Goedhart J, van Unen J, Adjobo-Hermans MJ, Gadella TW - Sci Rep (2013)

Bottom Line: These proteins can be activated by the heterotrimeric G-protein subunit Gαq.We show that p63RhoGEF is located at the plasma membrane, whereas GEFT is confined to the cytoplasm.A rapamycin dependent recruitment system was used to dynamically alter the subcellular location and concentration of GEFT, showing efficient signaling through GEFT only upon membrane recruitment.
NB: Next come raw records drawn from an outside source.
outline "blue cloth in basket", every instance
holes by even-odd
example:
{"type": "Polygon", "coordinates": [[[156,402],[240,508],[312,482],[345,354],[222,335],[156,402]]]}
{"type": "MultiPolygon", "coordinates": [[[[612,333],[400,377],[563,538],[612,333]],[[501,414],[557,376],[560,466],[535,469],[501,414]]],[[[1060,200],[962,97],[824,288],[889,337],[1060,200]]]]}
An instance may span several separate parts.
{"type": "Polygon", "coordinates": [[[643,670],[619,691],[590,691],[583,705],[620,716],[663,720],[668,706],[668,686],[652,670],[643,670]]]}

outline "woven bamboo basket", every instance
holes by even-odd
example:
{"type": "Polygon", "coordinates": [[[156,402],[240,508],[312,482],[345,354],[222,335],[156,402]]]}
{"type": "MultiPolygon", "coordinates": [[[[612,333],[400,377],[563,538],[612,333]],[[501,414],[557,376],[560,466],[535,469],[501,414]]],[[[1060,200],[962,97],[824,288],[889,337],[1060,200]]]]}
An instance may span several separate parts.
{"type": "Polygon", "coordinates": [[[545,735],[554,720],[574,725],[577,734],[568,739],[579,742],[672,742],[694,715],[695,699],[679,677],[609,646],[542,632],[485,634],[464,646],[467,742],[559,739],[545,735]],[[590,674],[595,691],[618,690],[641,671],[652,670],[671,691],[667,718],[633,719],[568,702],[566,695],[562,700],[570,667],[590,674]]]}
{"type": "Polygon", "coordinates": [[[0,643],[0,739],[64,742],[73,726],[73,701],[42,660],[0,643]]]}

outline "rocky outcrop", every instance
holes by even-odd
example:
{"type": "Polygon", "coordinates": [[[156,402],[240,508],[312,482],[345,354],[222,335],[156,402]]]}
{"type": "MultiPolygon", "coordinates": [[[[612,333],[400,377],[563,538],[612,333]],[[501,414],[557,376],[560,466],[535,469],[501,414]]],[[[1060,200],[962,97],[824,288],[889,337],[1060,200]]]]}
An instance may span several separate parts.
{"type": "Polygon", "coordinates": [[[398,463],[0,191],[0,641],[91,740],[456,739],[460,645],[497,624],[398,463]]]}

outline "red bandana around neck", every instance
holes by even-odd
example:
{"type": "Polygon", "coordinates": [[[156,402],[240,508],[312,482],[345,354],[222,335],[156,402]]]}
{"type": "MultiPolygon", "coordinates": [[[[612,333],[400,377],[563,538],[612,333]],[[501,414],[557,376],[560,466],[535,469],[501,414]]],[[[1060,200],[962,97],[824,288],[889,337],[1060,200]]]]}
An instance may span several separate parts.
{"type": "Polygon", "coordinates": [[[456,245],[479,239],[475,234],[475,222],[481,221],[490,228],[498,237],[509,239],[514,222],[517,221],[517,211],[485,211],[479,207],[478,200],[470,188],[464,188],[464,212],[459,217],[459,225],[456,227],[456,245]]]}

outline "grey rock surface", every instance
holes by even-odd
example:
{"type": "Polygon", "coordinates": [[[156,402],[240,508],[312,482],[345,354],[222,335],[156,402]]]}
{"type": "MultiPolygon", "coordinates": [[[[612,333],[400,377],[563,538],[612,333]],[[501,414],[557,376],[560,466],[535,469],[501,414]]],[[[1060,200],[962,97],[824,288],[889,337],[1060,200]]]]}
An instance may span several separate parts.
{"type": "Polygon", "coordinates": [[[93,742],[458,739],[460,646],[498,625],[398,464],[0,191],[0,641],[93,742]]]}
View Article: PubMed Central - PubMed

Affiliation: Swammerdam Institute for Life Sciences, Section of Molecular Cytology, van Leeuwenhoek Centre for Advanced Microscopy, University of Amsterdam, P.O. Box 94215, NL-1090 GE Amsterdam, The Netherlands. j.goedhart@uva.nl

ABSTRACT
The p63RhoGEF and GEFT proteins are encoded by the same gene and both members of the Dbl family of guanine nucleotide exchange factors. These proteins can be activated by the heterotrimeric G-protein subunit Gαq. We show that p63RhoGEF is located at the plasma membrane, whereas GEFT is confined to the cytoplasm. Live-cell imaging studies yielded quantitative information on diffusion coefficients, association rates and encounter times of GEFT and p63RhoGEF. Calcium signaling was examined as a measure of the signal transmission, revealing more efficient signaling through the membrane-associated p63RhoGEF. A rapamycin dependent recruitment system was used to dynamically alter the subcellular location and concentration of GEFT, showing efficient signaling through GEFT only upon membrane recruitment. Together, our results show efficient signal transmission through membrane located effectors, and highlight a role for increased concentration rather than increased encounter times due to membrane localization in the Gαq mediated pathways to p63RhoGEF and PLCβ.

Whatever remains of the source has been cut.